Bu iki mektup' mu ülkenin bölünmesinden yana olan bir mesaj' mı yoksa özel bir TV programına katılan AKP milletvekilinin '' yeni bir devlet kuruyoruz. Lideri de Recep Tayyip Erdoğan’dır'' diyen' mi bölücülük yapıyordur.
Yıllardır bu ülkenin gerçek unsurları olan Kürtler ve Aleviler demokratik haklarını istediklerinde kıyamet koparıyordunuz.
Bunlar bölücü ülkeyi bölecekler diye başlarını getirmedikleri şey kalmadı.
Bu açıklamayı bir CHP ya da HDP Milletvekili yapsaydı, ne olurdu.
Gerçi AKP milletvekili doğru da söylüyor.
AKP iktidarı ile birlikte Türkiye Cumhuriyeti diye bir şey kalmadı.
Bu ülkede Laik, demokratlık çağdaşlık önceden de tam olarak yoktu olmadığı gibi AKP ile birlikte tamamen bitti.
Çağdaş Eğitimin yerini ve okulların yerini '' imam hatip '' okullar aldı.
Her okulun adı, imam hatip olarak değiştirildi.
Tüm kamu kurumlardaki Müdürler yandaş müdürlerdir.
Türbanlı öğrencilerin hedefi eğitim hakkı iken şimdilerde tüm kamu kuruluşlarında neredeyse türbansızlar içeri alınmayacak duruma gelindi.
Müftülüklere nikâh kıyma yetkisinin verilmesi de çok ayrı tartışmalara neden olacaktır.
Aslında bu durumda koyu olan dindarlarda rahatsız ama korkularında seslerini çıkaramıyorlar.

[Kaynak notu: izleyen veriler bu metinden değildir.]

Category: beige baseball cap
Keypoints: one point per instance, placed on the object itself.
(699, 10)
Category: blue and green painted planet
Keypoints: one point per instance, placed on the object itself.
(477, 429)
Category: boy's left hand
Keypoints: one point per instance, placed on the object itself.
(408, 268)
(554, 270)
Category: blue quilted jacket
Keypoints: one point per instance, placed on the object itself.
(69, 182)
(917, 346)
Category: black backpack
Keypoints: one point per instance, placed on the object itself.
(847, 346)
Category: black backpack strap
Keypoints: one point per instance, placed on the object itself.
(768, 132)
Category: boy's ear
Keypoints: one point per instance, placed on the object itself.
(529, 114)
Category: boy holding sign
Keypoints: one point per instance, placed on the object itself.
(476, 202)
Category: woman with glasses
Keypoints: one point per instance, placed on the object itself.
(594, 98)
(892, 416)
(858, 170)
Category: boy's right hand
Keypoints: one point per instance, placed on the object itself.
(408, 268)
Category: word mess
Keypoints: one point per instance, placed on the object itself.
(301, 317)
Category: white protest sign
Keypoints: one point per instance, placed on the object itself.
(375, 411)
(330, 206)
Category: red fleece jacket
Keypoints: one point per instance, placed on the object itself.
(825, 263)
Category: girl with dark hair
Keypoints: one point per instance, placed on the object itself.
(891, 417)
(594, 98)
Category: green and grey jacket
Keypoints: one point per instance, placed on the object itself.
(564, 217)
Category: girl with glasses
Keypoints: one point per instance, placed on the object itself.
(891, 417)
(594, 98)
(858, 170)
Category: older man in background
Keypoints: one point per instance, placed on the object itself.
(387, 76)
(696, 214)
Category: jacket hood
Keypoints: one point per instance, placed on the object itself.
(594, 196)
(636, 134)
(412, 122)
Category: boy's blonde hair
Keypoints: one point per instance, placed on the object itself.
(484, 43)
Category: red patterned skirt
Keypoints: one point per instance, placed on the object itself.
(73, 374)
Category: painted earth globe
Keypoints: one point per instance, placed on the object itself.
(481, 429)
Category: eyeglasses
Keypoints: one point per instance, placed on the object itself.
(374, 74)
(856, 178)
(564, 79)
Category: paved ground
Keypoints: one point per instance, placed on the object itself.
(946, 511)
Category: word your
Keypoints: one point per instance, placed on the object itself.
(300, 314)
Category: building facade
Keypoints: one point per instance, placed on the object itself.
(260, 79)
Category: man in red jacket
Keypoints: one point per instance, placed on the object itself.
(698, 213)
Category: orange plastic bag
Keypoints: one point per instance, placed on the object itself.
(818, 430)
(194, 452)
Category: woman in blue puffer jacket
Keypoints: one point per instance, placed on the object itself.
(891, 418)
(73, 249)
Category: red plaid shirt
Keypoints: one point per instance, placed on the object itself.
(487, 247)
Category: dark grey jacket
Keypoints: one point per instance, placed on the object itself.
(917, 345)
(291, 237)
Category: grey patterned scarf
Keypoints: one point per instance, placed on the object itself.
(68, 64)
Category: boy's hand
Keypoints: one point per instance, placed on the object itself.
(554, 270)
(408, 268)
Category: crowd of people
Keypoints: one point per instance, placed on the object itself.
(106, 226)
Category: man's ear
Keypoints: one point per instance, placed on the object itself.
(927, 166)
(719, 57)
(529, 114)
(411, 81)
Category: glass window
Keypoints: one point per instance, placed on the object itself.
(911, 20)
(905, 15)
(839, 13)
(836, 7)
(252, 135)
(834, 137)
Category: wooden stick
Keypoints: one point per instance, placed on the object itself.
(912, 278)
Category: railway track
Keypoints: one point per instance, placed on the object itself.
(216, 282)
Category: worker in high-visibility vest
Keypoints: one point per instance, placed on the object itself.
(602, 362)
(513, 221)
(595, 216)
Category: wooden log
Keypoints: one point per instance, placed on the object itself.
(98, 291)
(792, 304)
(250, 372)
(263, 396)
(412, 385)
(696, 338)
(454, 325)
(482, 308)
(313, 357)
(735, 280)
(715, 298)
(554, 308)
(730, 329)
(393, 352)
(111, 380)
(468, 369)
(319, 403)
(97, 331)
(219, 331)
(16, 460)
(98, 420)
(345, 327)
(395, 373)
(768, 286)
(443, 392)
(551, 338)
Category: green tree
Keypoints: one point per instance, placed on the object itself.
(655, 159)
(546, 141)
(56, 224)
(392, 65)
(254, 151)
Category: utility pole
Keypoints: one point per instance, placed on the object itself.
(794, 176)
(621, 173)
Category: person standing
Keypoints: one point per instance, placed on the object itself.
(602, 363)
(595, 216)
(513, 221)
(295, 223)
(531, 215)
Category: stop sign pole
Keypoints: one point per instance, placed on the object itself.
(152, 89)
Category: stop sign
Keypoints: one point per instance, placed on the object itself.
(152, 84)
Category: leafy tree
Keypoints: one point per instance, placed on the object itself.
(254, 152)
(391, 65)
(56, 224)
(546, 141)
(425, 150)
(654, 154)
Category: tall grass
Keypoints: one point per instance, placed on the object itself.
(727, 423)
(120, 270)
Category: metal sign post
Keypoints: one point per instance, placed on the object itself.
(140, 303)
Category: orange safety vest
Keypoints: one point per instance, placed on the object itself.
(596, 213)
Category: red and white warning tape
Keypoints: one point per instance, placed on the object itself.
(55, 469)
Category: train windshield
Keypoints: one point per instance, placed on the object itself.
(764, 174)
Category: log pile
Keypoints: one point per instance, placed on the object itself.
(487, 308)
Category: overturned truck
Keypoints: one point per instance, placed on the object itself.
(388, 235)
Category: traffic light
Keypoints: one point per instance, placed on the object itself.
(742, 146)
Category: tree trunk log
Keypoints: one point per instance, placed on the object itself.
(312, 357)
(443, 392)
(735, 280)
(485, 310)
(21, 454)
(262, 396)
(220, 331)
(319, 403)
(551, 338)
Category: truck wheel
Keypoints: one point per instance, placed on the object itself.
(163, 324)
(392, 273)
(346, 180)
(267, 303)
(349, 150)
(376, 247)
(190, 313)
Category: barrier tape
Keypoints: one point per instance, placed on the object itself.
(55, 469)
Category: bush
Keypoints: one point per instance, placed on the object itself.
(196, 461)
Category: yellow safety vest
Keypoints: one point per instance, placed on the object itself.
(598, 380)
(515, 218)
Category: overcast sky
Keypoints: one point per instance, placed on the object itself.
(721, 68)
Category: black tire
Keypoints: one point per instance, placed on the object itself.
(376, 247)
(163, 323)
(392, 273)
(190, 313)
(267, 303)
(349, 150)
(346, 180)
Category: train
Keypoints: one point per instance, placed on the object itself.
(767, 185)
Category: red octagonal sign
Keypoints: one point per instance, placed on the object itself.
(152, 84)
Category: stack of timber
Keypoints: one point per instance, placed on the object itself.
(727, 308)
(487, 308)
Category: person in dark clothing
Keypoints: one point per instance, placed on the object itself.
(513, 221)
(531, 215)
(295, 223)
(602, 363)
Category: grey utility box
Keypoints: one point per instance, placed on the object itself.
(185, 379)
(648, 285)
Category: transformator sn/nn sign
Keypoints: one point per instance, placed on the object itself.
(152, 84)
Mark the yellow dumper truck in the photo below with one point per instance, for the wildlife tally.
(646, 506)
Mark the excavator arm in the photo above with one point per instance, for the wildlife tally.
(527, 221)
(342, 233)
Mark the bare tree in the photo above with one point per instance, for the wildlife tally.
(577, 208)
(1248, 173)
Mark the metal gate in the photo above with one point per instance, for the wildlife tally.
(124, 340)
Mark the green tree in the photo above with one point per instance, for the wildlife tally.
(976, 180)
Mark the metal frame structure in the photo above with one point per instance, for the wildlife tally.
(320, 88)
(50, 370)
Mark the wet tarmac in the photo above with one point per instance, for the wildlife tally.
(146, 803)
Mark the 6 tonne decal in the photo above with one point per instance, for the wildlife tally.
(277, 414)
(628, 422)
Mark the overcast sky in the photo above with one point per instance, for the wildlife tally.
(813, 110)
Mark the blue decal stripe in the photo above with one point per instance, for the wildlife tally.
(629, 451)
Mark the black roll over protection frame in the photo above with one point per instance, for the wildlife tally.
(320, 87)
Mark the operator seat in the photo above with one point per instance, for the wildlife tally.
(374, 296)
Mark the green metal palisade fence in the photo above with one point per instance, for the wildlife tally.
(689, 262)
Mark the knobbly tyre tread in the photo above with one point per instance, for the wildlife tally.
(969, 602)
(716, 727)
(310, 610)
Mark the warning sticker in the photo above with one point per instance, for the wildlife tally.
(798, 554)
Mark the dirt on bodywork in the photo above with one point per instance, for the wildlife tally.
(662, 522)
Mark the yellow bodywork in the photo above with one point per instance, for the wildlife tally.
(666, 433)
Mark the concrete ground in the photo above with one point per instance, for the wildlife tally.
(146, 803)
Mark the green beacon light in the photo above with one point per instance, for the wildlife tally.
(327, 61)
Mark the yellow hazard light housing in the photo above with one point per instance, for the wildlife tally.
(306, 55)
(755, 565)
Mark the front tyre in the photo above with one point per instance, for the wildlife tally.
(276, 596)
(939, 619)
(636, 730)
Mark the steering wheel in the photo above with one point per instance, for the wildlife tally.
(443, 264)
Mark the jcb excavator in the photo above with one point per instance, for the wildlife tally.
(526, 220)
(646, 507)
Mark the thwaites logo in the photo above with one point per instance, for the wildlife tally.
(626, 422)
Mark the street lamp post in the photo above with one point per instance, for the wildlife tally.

Aslında Türkiye gibi bir türlü laiklik ile muhafazakârlık arasında gidip gelen bir türlü çağdaşlaşmayı beceremeyen ülkelerde, HDP modeli doğru anlatılırsa her kesim kabul eder.
HDP 7 Haziran havasını bir türlü estiremedi.
Bunun en büyük nedeni 15 Temmuz darbe girişimi bahane edilerek HDP 'yi bitirme çabasıdır.
Erdoğan'ın karşısındaki tek muhalefetin HDP ve Demirtaş tır.
Dışarıda olan diğer HDP' li milletvekillerin Demirtaş gibi radikal olmamalarından kaynaklanıyor.
Ülkenin nereye doğru gidildiğini herkes yavaş yavaş anlamaya başlıyor.
Bu ülke meselesi sadece bir türlü rayına giremeyen CHP ve HDP' nin sorunu değildir.
Demokrasi mi, yoksa Şeriat mı buna karar verecek ulan bu ülkenin halklarıdır.
Herkes birbirlerinin inancına ve ırkına saygı duyduğu zaman siyasi rant çı lara gerek kalmaz.
Bunun önlemleri alınmasa Erdoğan sonrası ülkeyi ayakta tutacak kimse kalmaz.
Gerçek bölünme o zaman olur.
Erdoğan'ın da onu görmesi lazım.
Şu an korku ile yönetiyor hiç kimse ses çıkaramıyor.
Erdoğan sonrası çok iyide olmayan kaoslar olabilir.
Bunda da tüm ülkenin halkları zarar görür.
Yeni bir devlet kuruyoruz söylemlerini kimse kendiliğinden ortaya atmaz.
Bu güne kadar görevinde ise bu daha da düşündürücüdür.
İnsanın burnuna kötü kokular geliyor.